I am doing the 64 with my buddy Dave. I am really looking forward to this event. I am hoping to finish early, watch some of the TT, then head to the Mellow Johnny's swap meet. Anyone else doing the long ride? We wll be riding at around a 15-16 mph pace. I am going to hit all the stops and take the time to shoot some photos. Come join us!


----------



## exracer (Jun 6, 2005)

Wouldn't mind doing it but don't have away to get there unless I ride from Austin. That would be an over100 mile day.


----------



## Creakyknees (Sep 21, 2003)

exracer said:


> Wouldn't mind doing it but don't have away to get there unless I ride from Austin. That would be an over100 mile day.

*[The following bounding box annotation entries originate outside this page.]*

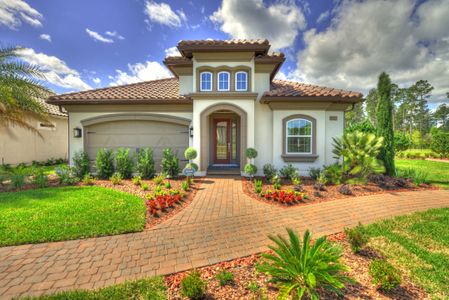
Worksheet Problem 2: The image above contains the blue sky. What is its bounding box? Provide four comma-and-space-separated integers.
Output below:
0, 0, 449, 103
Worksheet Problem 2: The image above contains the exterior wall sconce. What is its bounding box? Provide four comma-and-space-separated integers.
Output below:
73, 127, 83, 138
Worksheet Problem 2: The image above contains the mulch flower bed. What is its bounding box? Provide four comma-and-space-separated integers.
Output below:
94, 177, 202, 229
165, 233, 430, 299
242, 176, 438, 207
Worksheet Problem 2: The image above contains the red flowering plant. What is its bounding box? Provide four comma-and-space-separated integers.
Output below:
263, 190, 305, 205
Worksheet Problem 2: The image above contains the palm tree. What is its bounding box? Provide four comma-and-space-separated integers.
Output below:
0, 47, 50, 135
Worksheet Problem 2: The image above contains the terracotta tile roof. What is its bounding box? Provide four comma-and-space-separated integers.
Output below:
37, 99, 67, 117
48, 78, 190, 104
263, 79, 363, 100
177, 39, 270, 58
178, 39, 270, 46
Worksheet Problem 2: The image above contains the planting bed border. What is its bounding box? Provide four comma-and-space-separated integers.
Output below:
242, 177, 434, 209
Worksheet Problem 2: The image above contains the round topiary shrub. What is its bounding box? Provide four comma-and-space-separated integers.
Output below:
245, 164, 257, 177
186, 163, 198, 172
246, 148, 257, 159
184, 147, 198, 160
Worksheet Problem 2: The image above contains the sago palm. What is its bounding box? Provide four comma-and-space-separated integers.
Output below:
257, 229, 351, 299
332, 131, 385, 177
0, 48, 49, 133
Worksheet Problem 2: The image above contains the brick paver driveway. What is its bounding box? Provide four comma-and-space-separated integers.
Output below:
0, 178, 449, 299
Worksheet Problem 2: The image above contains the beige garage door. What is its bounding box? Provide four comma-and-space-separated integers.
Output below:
86, 120, 189, 171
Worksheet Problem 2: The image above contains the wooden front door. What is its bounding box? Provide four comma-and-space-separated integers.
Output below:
213, 119, 232, 164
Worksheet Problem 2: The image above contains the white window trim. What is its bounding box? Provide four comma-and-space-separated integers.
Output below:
200, 72, 214, 92
235, 71, 248, 92
217, 71, 231, 92
284, 118, 313, 154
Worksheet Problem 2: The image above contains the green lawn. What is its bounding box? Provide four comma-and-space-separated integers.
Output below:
367, 208, 449, 299
0, 187, 145, 246
25, 276, 167, 300
395, 159, 449, 188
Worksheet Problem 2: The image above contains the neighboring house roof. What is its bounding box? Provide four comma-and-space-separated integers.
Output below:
261, 79, 363, 103
48, 78, 363, 104
47, 78, 191, 104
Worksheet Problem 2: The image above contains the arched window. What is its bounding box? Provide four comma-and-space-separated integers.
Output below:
235, 71, 248, 91
200, 72, 212, 92
285, 118, 314, 154
217, 72, 231, 91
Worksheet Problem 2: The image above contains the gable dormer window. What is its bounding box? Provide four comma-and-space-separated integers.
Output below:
200, 72, 212, 92
217, 72, 231, 91
235, 71, 248, 91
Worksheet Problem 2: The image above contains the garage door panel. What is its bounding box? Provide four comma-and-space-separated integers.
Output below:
86, 120, 189, 171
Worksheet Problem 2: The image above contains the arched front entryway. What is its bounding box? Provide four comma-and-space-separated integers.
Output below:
200, 103, 248, 171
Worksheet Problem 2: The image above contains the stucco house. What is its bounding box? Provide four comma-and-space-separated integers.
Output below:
0, 99, 68, 165
48, 40, 362, 175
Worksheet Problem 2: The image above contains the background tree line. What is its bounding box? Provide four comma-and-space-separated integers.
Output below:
346, 80, 449, 151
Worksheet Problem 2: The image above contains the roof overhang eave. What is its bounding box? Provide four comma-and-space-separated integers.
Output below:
259, 96, 363, 104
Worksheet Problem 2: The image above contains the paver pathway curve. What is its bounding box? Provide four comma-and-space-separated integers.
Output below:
0, 178, 449, 299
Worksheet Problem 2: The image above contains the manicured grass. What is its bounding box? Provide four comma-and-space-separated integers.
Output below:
367, 208, 449, 299
0, 187, 145, 246
395, 159, 449, 188
26, 276, 167, 300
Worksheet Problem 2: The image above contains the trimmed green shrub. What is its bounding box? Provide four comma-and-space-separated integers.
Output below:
73, 151, 90, 178
56, 165, 80, 185
109, 172, 123, 185
246, 148, 257, 159
186, 163, 198, 172
244, 164, 257, 177
345, 223, 369, 253
95, 149, 114, 179
32, 168, 48, 188
181, 271, 207, 299
332, 131, 385, 179
376, 72, 396, 176
184, 147, 198, 160
161, 148, 180, 178
115, 148, 133, 179
430, 132, 449, 157
256, 229, 350, 299
394, 132, 412, 152
323, 163, 343, 184
10, 172, 26, 189
263, 164, 278, 180
215, 270, 234, 286
369, 259, 401, 292
136, 148, 156, 179
279, 164, 298, 179
82, 174, 95, 185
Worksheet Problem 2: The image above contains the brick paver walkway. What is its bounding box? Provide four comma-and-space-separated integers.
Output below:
0, 178, 449, 299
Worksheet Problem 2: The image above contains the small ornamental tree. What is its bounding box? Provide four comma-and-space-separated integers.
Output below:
376, 72, 396, 176
244, 148, 257, 178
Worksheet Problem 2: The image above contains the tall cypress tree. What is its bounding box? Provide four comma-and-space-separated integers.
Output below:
376, 72, 396, 176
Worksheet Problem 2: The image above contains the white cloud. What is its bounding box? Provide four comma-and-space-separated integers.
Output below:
109, 61, 171, 85
0, 0, 43, 29
105, 31, 125, 40
39, 33, 51, 43
86, 28, 114, 44
144, 1, 187, 27
210, 0, 306, 49
19, 48, 91, 90
291, 0, 449, 102
165, 46, 181, 56
316, 10, 330, 23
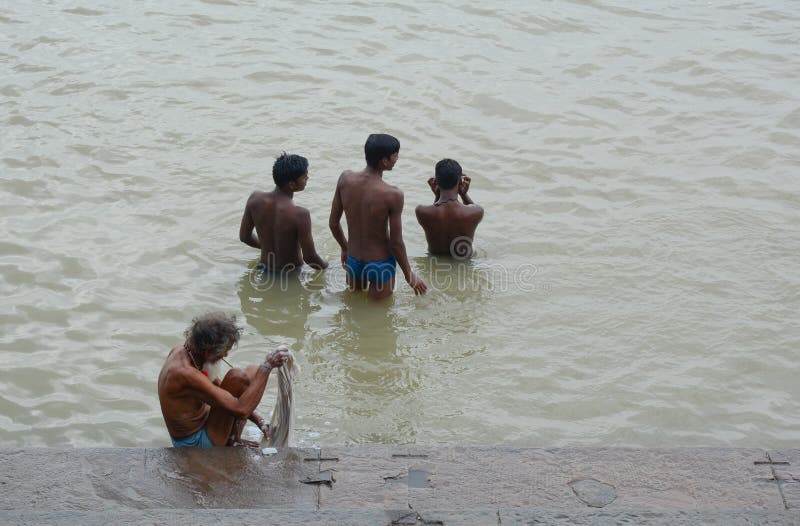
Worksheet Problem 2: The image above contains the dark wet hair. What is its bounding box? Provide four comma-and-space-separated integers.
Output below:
183, 312, 242, 356
272, 152, 308, 188
436, 159, 461, 190
364, 133, 400, 168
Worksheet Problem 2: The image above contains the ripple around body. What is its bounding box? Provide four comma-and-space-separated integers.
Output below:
0, 0, 800, 447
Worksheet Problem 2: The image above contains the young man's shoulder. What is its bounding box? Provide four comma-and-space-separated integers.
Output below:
247, 190, 269, 206
414, 205, 436, 219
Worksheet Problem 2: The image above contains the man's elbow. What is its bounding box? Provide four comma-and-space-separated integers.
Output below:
389, 239, 406, 254
231, 407, 252, 420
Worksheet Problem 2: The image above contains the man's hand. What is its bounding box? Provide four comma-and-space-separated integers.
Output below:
458, 175, 472, 195
408, 272, 428, 296
428, 177, 440, 199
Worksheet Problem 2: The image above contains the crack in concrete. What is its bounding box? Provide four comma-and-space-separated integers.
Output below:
767, 451, 791, 510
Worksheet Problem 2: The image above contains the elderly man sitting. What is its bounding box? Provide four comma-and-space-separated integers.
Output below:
158, 313, 287, 447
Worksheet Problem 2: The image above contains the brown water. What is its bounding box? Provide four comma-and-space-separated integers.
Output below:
0, 0, 800, 447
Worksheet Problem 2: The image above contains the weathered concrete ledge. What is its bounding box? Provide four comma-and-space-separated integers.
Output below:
0, 447, 800, 525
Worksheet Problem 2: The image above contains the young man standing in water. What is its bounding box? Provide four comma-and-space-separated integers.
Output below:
239, 152, 328, 273
158, 313, 287, 447
329, 134, 427, 299
416, 159, 483, 259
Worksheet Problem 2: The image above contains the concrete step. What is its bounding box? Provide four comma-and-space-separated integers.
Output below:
0, 508, 800, 526
0, 446, 800, 524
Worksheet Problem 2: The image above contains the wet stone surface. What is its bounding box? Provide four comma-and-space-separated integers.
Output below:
569, 479, 617, 508
0, 447, 800, 524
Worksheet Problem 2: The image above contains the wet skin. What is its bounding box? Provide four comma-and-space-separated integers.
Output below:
158, 342, 287, 446
329, 153, 427, 299
416, 175, 483, 259
239, 174, 328, 272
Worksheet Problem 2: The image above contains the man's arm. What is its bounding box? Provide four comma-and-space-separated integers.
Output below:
389, 191, 428, 295
458, 175, 475, 205
428, 177, 441, 204
297, 207, 328, 269
183, 351, 286, 418
328, 174, 347, 268
239, 195, 261, 249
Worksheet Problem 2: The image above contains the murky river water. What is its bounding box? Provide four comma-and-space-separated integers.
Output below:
0, 0, 800, 447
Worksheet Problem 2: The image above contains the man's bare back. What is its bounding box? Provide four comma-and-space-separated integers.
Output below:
329, 134, 427, 299
416, 159, 483, 259
158, 313, 287, 447
239, 154, 328, 272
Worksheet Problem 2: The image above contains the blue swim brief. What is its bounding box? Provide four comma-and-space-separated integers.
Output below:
347, 255, 397, 285
172, 427, 214, 447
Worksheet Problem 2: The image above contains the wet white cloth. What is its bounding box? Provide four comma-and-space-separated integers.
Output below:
264, 351, 300, 447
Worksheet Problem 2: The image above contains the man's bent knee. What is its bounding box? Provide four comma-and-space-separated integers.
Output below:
220, 367, 251, 397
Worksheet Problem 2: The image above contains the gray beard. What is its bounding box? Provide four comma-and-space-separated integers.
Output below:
203, 360, 225, 382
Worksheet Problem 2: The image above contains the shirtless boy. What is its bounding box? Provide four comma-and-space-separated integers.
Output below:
416, 159, 483, 259
158, 313, 287, 447
239, 152, 328, 272
329, 134, 427, 299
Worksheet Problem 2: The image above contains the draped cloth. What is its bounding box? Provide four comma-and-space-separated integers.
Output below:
265, 351, 300, 447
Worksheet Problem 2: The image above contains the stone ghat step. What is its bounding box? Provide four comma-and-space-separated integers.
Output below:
0, 446, 800, 524
0, 508, 800, 526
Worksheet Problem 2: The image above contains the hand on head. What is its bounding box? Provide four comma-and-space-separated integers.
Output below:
458, 175, 472, 194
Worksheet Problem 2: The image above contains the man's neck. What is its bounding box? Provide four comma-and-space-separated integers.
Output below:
272, 186, 294, 199
364, 165, 383, 179
436, 187, 458, 204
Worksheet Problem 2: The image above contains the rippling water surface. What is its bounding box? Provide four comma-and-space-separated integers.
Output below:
0, 0, 800, 447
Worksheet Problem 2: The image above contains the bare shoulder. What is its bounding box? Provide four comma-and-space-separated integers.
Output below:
247, 190, 267, 207
466, 203, 483, 221
292, 204, 311, 221
336, 170, 355, 187
414, 205, 434, 218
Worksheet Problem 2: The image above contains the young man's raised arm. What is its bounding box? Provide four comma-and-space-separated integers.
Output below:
389, 192, 428, 295
328, 174, 347, 268
239, 196, 261, 249
297, 207, 328, 269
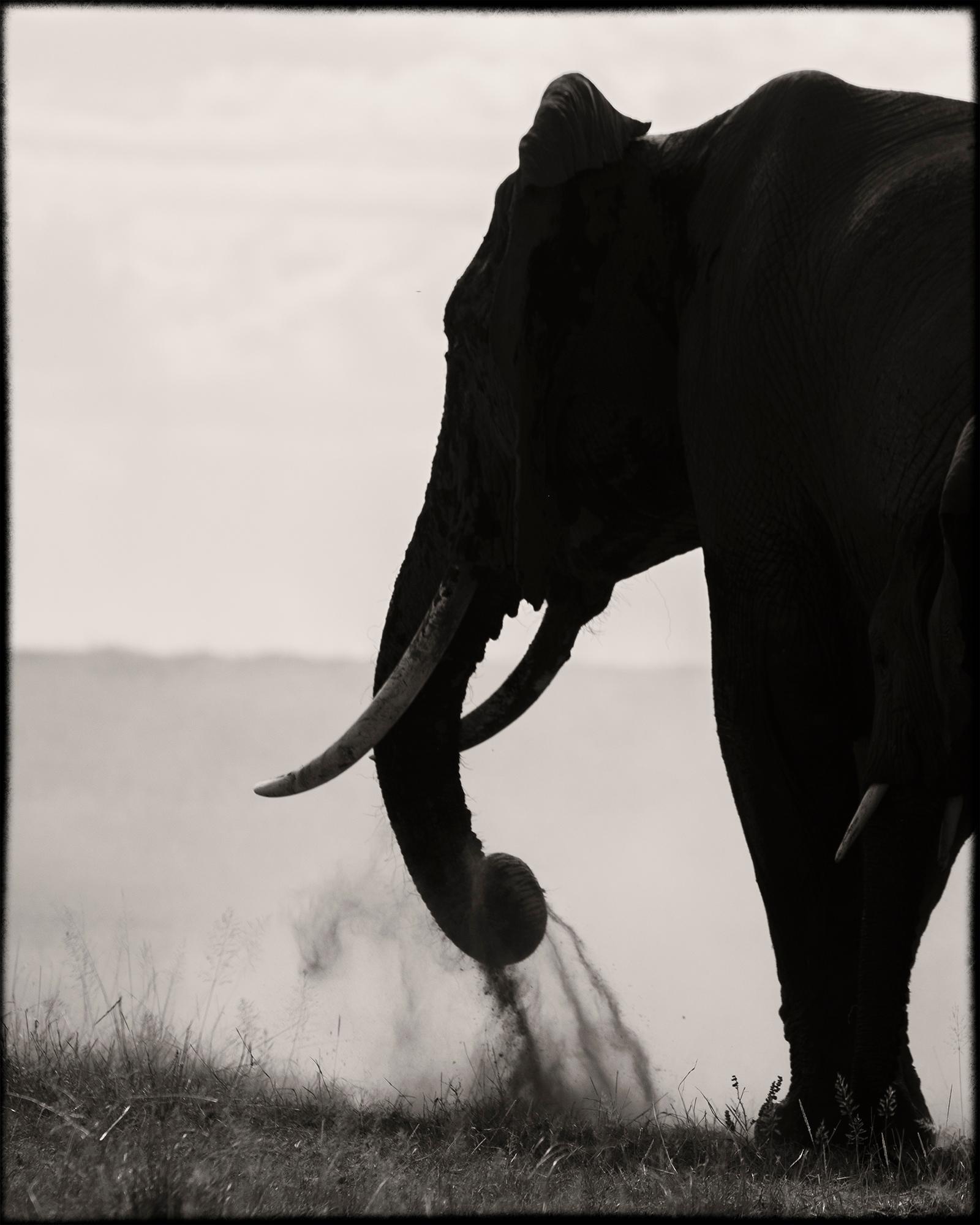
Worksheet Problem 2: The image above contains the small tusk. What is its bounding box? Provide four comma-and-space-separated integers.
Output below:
459, 604, 579, 752
936, 795, 963, 867
255, 575, 477, 796
834, 783, 888, 864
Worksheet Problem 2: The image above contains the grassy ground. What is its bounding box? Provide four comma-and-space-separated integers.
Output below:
2, 918, 974, 1220
2, 1006, 973, 1219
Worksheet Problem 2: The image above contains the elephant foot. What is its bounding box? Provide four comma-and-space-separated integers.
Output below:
755, 1078, 935, 1156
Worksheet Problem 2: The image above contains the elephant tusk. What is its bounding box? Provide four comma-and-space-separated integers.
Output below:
834, 783, 888, 864
936, 795, 963, 867
255, 573, 477, 796
459, 604, 579, 751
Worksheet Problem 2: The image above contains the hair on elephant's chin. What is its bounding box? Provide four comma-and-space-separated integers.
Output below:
466, 851, 548, 967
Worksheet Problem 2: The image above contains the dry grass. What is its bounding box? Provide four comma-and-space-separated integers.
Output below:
2, 920, 974, 1219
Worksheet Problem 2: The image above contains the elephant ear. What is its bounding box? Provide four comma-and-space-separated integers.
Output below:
490, 72, 650, 608
929, 418, 978, 773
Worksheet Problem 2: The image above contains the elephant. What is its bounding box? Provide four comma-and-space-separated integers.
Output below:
256, 71, 976, 1143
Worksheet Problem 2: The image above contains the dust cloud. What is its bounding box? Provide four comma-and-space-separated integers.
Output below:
293, 855, 655, 1118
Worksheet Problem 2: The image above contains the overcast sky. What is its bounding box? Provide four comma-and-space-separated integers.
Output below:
5, 7, 973, 664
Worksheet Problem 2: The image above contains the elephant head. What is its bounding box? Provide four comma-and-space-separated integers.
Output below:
249, 74, 698, 964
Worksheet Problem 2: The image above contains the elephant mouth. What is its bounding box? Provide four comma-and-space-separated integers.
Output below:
255, 567, 611, 967
254, 571, 611, 799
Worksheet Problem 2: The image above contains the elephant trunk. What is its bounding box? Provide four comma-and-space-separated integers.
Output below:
375, 480, 546, 965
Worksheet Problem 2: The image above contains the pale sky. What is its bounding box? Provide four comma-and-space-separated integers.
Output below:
11, 7, 973, 664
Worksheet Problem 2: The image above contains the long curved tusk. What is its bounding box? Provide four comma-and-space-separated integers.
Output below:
937, 795, 963, 867
255, 573, 477, 796
834, 783, 888, 864
459, 604, 581, 752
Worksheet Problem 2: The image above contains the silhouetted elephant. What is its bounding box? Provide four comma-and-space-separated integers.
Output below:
257, 72, 976, 1139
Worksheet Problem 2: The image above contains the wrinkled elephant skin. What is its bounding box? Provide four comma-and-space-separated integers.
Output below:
265, 72, 976, 1140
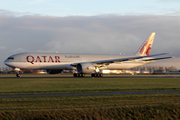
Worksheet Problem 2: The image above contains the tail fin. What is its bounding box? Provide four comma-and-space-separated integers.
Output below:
135, 32, 156, 56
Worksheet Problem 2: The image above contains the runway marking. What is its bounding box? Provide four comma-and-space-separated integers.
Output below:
0, 91, 180, 98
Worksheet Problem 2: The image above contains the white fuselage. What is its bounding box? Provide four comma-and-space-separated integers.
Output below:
4, 53, 154, 70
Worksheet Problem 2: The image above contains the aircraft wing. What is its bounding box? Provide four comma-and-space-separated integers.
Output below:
143, 57, 173, 61
92, 53, 168, 64
71, 53, 172, 67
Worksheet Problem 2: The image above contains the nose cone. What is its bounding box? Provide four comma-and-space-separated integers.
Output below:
4, 57, 14, 67
4, 59, 10, 66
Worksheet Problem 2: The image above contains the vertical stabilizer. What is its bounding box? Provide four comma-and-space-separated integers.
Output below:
135, 32, 155, 56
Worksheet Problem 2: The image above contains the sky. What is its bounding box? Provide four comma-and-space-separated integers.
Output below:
0, 0, 180, 69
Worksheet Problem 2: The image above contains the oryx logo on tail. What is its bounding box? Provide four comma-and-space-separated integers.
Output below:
135, 32, 155, 56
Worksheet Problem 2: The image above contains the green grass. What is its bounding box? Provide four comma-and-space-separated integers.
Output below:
0, 75, 180, 95
0, 94, 180, 120
0, 75, 180, 120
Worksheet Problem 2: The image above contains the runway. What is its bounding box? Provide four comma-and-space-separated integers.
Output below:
0, 91, 180, 98
0, 75, 180, 79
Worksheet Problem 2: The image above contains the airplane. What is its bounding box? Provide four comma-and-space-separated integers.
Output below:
4, 32, 172, 77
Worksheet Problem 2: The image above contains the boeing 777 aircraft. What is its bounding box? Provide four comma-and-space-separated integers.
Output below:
4, 32, 172, 77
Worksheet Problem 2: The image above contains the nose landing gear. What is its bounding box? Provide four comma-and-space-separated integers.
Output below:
91, 73, 103, 77
14, 68, 21, 77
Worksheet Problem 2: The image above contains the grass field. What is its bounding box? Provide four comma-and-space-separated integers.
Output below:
0, 75, 180, 95
0, 75, 180, 120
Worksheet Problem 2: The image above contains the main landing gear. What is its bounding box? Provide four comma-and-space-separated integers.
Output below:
91, 73, 103, 77
73, 73, 85, 77
73, 73, 103, 77
14, 68, 21, 77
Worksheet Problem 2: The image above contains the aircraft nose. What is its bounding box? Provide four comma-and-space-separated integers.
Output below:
4, 59, 9, 66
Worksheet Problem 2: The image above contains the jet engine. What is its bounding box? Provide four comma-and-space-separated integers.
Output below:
76, 63, 94, 74
46, 69, 63, 74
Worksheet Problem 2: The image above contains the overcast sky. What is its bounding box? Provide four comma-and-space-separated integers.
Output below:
0, 0, 180, 68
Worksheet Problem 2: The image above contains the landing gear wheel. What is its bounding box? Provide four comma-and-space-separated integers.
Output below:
16, 74, 21, 77
73, 73, 85, 77
91, 73, 103, 77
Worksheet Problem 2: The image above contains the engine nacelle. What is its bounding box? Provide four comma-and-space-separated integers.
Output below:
46, 69, 63, 74
76, 63, 94, 74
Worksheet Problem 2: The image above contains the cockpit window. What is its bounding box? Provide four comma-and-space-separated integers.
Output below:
8, 57, 14, 60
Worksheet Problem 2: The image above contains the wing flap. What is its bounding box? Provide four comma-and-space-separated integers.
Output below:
92, 53, 169, 64
143, 57, 173, 61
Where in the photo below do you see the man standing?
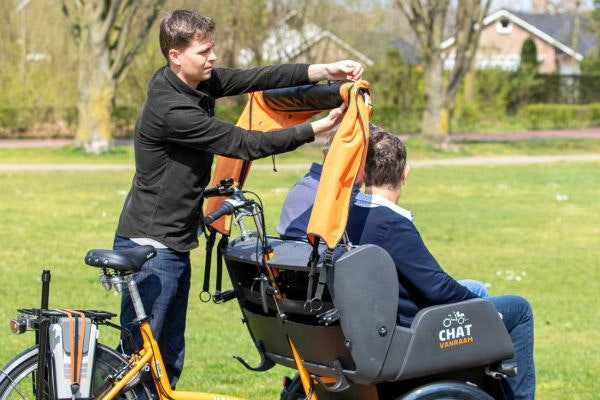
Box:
[113,10,363,387]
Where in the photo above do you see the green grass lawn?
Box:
[0,148,600,400]
[0,136,600,164]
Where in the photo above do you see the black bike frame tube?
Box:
[40,269,51,310]
[35,317,52,400]
[35,269,51,400]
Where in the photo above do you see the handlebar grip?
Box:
[204,200,235,225]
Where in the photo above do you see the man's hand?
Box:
[311,103,348,135]
[308,60,364,82]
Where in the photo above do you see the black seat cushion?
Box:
[84,245,156,274]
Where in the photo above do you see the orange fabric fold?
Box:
[204,92,321,235]
[307,81,373,249]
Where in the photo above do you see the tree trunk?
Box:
[421,56,449,144]
[76,47,116,153]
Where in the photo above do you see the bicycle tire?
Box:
[0,344,151,400]
[396,381,494,400]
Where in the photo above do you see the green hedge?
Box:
[519,103,600,129]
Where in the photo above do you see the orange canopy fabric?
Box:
[307,81,373,249]
[204,92,322,235]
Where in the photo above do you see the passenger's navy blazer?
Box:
[347,193,477,326]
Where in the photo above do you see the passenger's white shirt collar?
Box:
[354,192,414,222]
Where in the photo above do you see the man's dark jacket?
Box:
[117,64,314,252]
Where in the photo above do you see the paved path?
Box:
[0,154,600,171]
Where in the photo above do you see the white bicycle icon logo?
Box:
[442,311,468,328]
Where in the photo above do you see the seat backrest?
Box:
[329,245,398,383]
[383,299,514,381]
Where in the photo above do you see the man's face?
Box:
[169,38,217,88]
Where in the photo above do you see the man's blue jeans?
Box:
[457,279,489,297]
[113,236,191,388]
[488,295,535,400]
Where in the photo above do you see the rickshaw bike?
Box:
[0,81,516,400]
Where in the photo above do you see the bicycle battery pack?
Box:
[49,316,98,399]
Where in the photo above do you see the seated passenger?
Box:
[277,124,488,297]
[347,130,535,399]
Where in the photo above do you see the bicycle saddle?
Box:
[84,245,156,274]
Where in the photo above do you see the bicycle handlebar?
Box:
[204,198,238,225]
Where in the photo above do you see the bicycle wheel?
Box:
[0,344,151,400]
[397,381,494,400]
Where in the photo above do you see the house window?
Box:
[496,17,512,35]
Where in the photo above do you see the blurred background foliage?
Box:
[0,0,600,138]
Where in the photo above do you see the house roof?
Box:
[240,11,374,66]
[442,9,596,61]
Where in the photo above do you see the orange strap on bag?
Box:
[307,80,373,249]
[204,92,322,235]
[56,309,86,384]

post on TXBRA looking for a ride, I'm sure there are plenty of people driving from Austin on Sat and Sunday morning


----------



## exracer (Jun 6, 2005)

Originally posted by *Creakyknees *


> post on TXBRA looking for a ride, I'm sure there are plenty of people driving from Austin on Sat and Sunday morning


I'll do that. Thanks.


----------



## steelrpm (Apr 27, 2011)

Just looked at the start times. I'll be at 2:43 or so on the cheapo scott. See ya'll there.


----------



## weenfreek (Sep 26, 2009)

what a beeyootifull ride!


----------



## steelrpm (Apr 27, 2011)

weenfreek said:


> what a beeyootifull ride!


It sure is. For many of us that did the ITT, we had the opportunity to ride the course twice...:mad2:


----------



## Jerry-rigged (Jul 24, 2009)

How'ed that happen? How about a story for us poor sods that had to work and didn't even get on the bike this weekend?:blush2: Please? :cryin:


----------



## steelrpm (Apr 27, 2011)

Jerry-rigged said:


> How'ed that happen? How about a story for us poor sods that had to work and didn't even get on the bike this weekend?:blush2: Please? :cryin:


From what I gathered, there was a last minute bailout by the raft company that was going to provide trailers and vans for shuttles. There was one van available but no bike transport...with the promise that someone would watch the bikes . 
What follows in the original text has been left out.